July 19, 2024
New Arthur Ross Gallery show explores the legacy of artist, scholar, and curator David Driskell. Drawing on the artist’s personal collection, the exhibition features Driskell’s work and works by Romare Bearden, Elizabeth Catlett, Jacob Lawrence, and others.
by Louisa Shepard | Penn Today | July 17, 2024
A new exhibition at the Arthur Ross Gallery explores the work and legacy of David Driskell, a leading American artist, scholar, and curator who was central to establishing African American art as a field of study.
The exhibition, “David C. Driskell and Friends: Creativity, Collaboration, and Friendship,” explores his friendships with other artists, drawing on his personal collection, with works by Romare Bearden, Elizabeth Catlett, Jacob Lawrence, Keith Morrison, James Porter, Hale Woodruff, and others, signifying the scope of his relationships across generations.

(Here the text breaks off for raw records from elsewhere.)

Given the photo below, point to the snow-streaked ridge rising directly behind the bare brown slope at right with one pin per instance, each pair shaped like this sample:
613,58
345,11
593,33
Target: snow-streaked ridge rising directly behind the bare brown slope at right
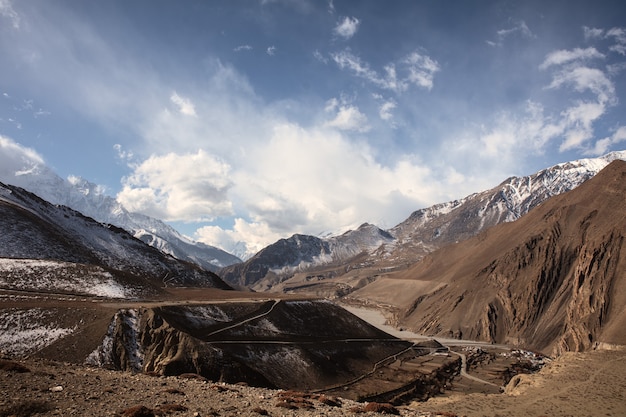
436,226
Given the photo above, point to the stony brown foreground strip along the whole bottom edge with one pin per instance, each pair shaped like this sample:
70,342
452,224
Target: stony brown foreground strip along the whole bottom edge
586,384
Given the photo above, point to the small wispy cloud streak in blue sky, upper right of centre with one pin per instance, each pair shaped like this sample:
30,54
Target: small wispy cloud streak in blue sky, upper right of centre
414,69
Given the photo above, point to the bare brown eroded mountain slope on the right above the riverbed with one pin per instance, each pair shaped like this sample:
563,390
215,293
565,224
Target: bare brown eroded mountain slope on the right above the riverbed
555,280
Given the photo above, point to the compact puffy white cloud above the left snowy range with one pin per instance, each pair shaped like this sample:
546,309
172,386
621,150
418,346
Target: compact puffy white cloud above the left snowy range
187,187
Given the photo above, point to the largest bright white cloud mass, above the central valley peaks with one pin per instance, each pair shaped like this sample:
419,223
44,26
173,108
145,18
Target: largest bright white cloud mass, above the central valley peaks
310,180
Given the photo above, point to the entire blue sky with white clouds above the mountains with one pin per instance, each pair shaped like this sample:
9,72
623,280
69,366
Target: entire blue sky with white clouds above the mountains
248,121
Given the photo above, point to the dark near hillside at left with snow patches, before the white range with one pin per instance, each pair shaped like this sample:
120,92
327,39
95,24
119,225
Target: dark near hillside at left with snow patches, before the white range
46,247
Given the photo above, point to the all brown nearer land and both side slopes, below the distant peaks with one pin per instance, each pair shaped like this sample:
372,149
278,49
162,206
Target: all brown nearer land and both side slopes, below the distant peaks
84,338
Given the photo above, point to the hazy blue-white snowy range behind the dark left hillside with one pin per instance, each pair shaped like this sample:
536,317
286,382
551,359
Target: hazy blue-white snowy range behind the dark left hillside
91,200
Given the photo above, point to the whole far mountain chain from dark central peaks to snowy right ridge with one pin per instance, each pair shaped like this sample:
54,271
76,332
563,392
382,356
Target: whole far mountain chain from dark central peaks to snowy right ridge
424,231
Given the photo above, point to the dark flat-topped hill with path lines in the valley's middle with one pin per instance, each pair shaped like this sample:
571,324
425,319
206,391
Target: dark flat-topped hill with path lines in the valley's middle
287,344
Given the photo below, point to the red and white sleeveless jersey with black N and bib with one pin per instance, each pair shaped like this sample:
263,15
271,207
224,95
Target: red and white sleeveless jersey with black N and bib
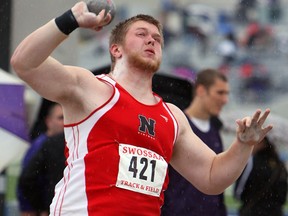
117,158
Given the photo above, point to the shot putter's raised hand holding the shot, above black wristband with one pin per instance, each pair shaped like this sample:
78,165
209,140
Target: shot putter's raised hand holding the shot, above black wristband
88,19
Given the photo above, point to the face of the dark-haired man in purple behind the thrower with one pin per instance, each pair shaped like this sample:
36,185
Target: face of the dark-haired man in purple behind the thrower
216,97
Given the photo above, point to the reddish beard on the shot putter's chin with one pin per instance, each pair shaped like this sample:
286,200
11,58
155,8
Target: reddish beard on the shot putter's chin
144,64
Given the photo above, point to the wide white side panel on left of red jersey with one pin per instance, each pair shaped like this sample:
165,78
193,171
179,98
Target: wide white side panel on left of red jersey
73,180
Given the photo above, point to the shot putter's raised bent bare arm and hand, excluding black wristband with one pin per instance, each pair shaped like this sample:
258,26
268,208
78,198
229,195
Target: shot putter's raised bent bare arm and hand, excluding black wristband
32,61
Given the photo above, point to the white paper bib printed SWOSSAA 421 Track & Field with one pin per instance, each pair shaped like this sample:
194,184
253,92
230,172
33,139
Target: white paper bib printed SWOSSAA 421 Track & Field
141,170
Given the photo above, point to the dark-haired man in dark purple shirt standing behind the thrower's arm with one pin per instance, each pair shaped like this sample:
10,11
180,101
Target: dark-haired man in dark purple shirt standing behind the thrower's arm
211,91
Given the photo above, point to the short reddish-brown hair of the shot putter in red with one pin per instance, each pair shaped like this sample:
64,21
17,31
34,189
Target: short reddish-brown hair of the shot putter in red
120,30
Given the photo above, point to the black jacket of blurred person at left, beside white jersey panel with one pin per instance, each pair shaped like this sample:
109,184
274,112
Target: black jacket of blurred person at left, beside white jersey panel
49,162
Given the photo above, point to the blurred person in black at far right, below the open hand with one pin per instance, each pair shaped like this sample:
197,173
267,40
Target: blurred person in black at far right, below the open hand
262,187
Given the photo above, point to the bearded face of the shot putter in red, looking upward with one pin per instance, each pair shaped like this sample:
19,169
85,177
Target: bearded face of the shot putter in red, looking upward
142,46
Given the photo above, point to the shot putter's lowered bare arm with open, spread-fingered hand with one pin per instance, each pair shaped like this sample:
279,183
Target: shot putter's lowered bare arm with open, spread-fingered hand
209,172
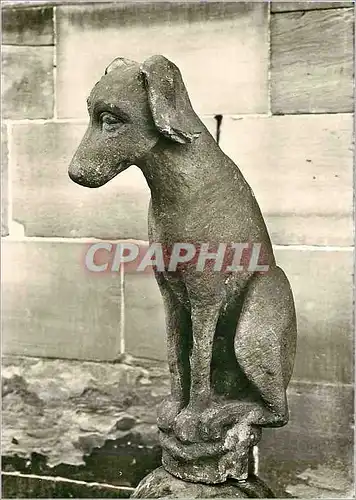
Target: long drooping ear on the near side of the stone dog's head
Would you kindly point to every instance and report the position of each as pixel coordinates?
(168, 99)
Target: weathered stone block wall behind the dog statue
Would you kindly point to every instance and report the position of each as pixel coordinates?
(281, 76)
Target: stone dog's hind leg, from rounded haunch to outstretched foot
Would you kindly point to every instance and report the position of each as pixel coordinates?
(265, 344)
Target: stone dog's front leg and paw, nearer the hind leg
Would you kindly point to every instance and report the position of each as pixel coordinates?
(204, 319)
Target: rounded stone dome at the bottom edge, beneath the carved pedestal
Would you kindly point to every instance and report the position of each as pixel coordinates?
(161, 484)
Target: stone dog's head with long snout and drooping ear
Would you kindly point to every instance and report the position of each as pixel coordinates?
(130, 108)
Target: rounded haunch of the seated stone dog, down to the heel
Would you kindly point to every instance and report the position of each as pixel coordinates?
(265, 341)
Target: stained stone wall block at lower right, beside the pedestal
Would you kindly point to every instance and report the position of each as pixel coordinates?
(313, 454)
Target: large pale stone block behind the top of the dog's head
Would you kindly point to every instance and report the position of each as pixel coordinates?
(185, 31)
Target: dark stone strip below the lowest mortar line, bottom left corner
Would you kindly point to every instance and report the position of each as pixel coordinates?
(19, 486)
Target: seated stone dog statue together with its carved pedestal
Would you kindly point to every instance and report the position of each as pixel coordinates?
(231, 336)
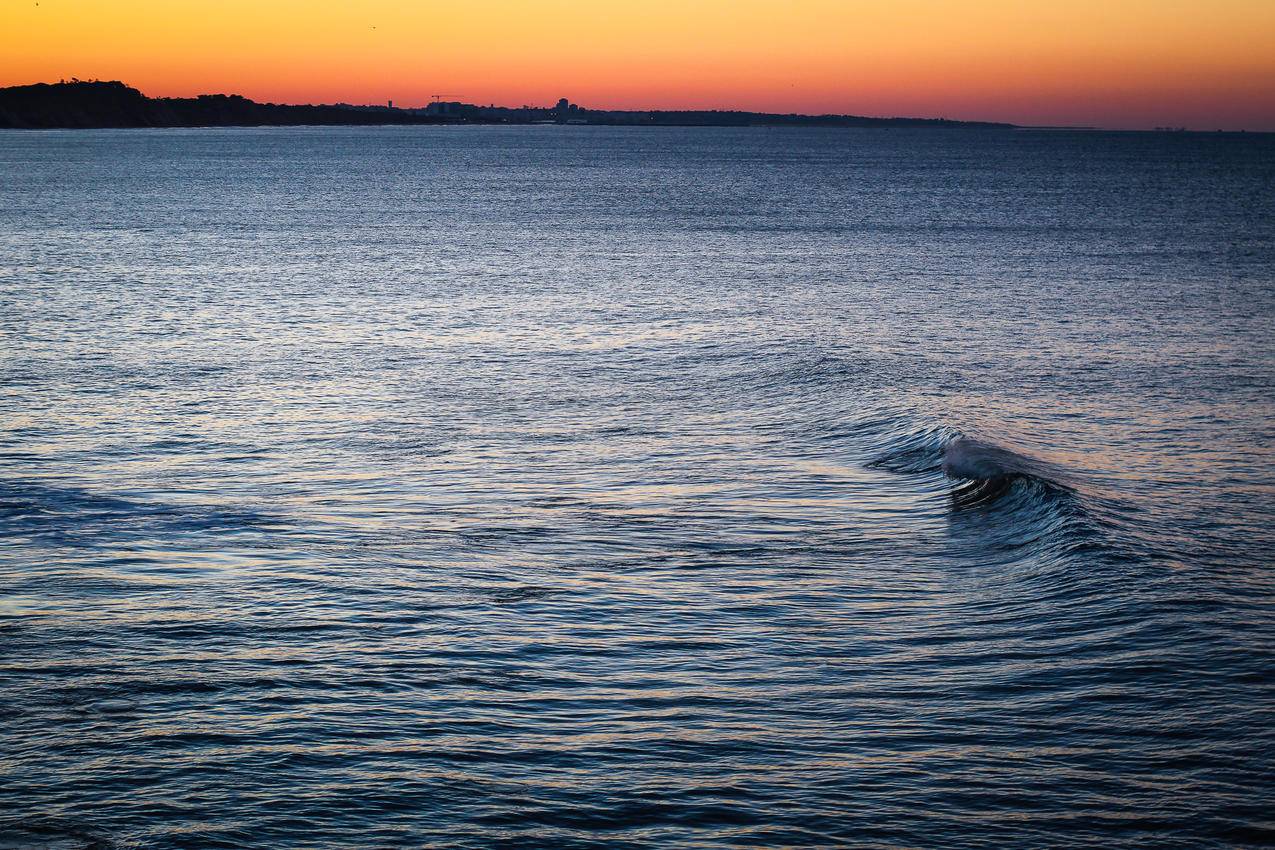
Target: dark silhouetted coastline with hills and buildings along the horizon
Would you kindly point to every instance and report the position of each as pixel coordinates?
(84, 105)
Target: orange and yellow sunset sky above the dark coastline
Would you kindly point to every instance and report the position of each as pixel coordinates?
(1105, 63)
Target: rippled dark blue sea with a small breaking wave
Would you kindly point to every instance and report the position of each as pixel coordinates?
(572, 487)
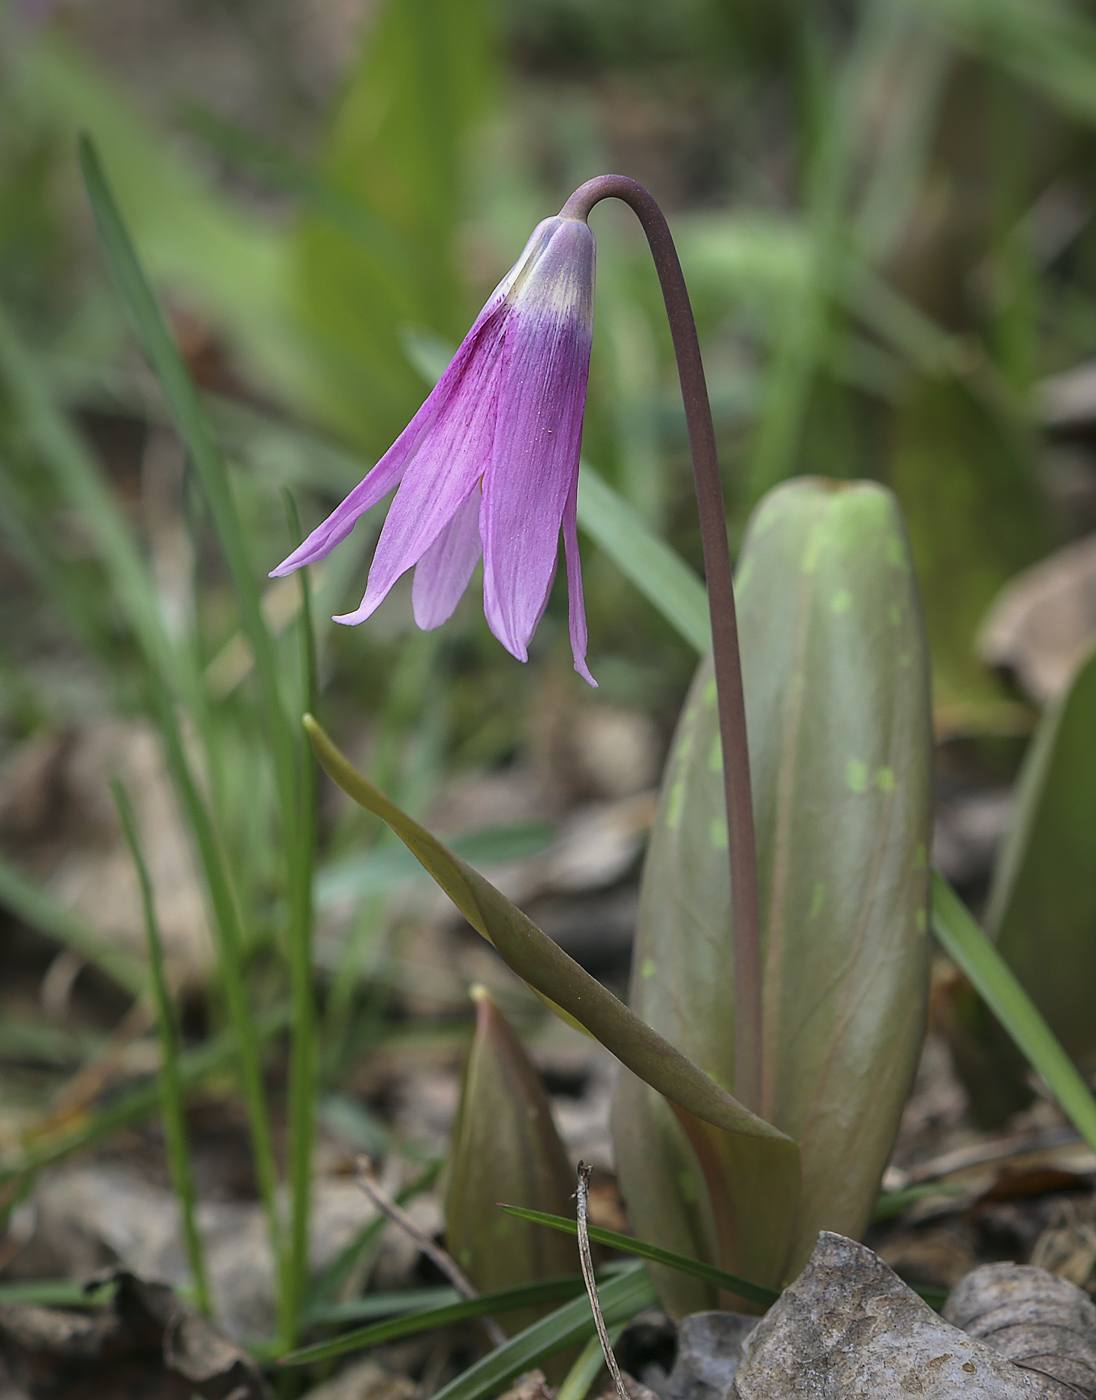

The traveling exhibition is by the David C. Driskell Center for the Study of Visual Arts and the Culture of African Americans and the African Diaspora; all 35 artworks on view are from there, about a quarter of them by Driskell himself. The Arthur Ross Gallery is the last stop of the tour.
“This is a survey of African American art,” says Gwendolyn DuBois Shaw, the inaugural faculty director of the Gallery. “What ties it together is that all of these artists have a relationship to David Driskell, but the themes, the subjects, and the styles represent what so many artists had been doing.”